Yes, well, easier said than done. I caught myself cheating this morning and this was just as I was backing out of my parking spot. This is the way it happens with me, for good or ill. I catch a happening and then before I have a chance to process it fully, I see it as an instance of a class of happenings. “Oh,” I said to myself, “I do this all the time. I just happened to notice this time.”
In this post, I would like to explore what “this” is. I am hoping it sounds familiar. My highest hope is that you will say, “Oh…I do that all the time.”
By “this,” I mean to refer to a suite of behaviors. [1] “Suite” means that they happen together. Cuing one behavior very often cues the whole suite. And that’s really why this matters at all. As I was backing out of my parking slot this morning, some part of me was aware that I should “look both ways.” So I leaned forward—that’s what you have to do to look both ways in a Prius—and turned my head to the right and then to the left. I didn’t actually see anything because I wasn’t looking.
I was performing the suite of behaviors that is, somewhere in my brain, titled “looking both ways,” but I was busy thinking about other things and didn’t pay the slightest attention to what was there to see. Having looked both ways, I looked down at the dashboard where the rear view camera’s image is displayed. I didn’t pay any attention to that either.
I did some other things, though, which I assume are part of the suite. I frowned the sort of frown that we associate with concentration. I noticed that, too. I increased my general muscle tension, which, I suppose, is consistent with readying myself to react physically to whatever I might have seen, had I been actually looking.
It is that collection of behaviors I had in mind when I said “I do this all the time.” Then, in that immediate second thought, I was persuaded of two things. First, the “look both ways” thought cues all the behaviors I named. It cues the ones that are directly associated with my goal of not running into anyone and it cues all the others which have come to be associated with it. So I don’t really think the frowning helps; it’s just part of the suite.

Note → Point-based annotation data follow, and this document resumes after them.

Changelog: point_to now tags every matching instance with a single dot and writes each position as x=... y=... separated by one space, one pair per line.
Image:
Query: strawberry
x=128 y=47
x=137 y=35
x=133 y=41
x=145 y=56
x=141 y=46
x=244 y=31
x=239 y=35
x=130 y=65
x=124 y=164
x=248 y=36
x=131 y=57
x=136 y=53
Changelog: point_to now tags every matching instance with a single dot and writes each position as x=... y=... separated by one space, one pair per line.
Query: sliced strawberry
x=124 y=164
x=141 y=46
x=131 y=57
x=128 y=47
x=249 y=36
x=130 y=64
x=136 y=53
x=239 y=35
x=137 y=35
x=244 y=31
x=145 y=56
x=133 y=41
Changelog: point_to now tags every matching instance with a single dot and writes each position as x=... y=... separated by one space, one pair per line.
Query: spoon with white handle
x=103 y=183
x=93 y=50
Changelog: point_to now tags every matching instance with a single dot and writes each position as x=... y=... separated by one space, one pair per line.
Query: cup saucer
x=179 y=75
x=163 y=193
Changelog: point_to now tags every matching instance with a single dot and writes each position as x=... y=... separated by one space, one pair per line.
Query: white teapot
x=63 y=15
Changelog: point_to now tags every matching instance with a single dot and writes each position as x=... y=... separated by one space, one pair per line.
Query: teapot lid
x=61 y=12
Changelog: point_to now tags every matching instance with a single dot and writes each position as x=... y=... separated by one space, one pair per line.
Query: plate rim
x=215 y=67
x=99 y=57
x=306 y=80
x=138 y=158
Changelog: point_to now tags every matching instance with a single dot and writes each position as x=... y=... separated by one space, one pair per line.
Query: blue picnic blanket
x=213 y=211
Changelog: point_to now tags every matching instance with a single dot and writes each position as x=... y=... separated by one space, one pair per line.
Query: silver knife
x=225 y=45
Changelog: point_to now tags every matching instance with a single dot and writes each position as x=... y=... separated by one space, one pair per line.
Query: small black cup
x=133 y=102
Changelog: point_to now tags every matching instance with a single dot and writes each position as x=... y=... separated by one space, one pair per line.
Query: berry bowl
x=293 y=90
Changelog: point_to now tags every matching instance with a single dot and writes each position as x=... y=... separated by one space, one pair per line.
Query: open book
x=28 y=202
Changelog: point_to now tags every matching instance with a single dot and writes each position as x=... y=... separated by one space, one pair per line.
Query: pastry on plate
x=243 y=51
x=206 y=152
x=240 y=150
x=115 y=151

I also suspect that there is a performance dimension to it. That thought is hard for anyone to escape who has read a lot of Irving Goffman, [2] and I often catch myself doing things that I suspect have the goal of reassuring others. You play “the totally focused shopper” or the “looking carefully both ways” especially if there is someone you want to look at and don’t want to get caught looking at them. Then there is, “I’m so engaged in this book that I didn’t notice you come in,” and a host of other things we learn to “perform” so that they scarcely seem to be other-oriented at all. They are a suite.
But what caught my attention this morning is that while I was performing this suite of behaviors, I noticed that I was paying no attention at all to what I was pretending to be looking at. I would have seen a person standing there, I suppose, but I wasn’t gauging how close I was to the back wall. I wasn’t looking to see if some item that is usually in “storage” against the east wall had drifted out into my path. I wasn’t looking. I was pretending to look. I was performing the suite.

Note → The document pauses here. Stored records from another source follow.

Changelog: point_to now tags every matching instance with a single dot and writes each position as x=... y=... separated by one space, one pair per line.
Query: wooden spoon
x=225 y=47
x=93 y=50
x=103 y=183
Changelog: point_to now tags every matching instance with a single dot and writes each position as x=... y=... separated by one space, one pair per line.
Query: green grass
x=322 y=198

And then, on the way to Starbucks, I got to thinking how much like the model of evolutionary traits this is. Evolution chooses the structures and behaviors that lead to successful competition for food and for mates. [3] But nothing requires evolution to go back over the suites of changes and rigorously comb out all the elements of the suite that don’t actually make a contribution. So these associated traits or structures just ride along with the ones that are making a contribution to the survival of that species. There is no evolutionary value on going back and removing the ones that actually aren’t helping. If they are associated with the traits that do help, they are “chosen” as well.
So the frown, for instance. I know I do it. I know it doesn’t help, except is the very distant instance of seeming to an onlooker to be “looking intently.” But there is really no reason to go back and make sure I don’t frown; no reason to exert myself to remove it from the suite where it has wound up. Just leave it there.
But remember to look both ways. This message has been brought to you by the god, Janus (see above), who looks both ways better than anyone. And happy new year.
[1] I know there was a time when just how “behavior” was to be defined was crucially important to psychologists. I suspect that time has passed, but in case it is not, I intend a very broad meaning so that it includes gestures and various muscle tonalities.
[2] Certainly The Presentation of the Self in Everyday Life, Stigma, Asylums, and especially his essay, “On Deference and Demeanor” in The Goffman Reader.
[3] Or, in the case of the Praying Mantis, both, simultaneously.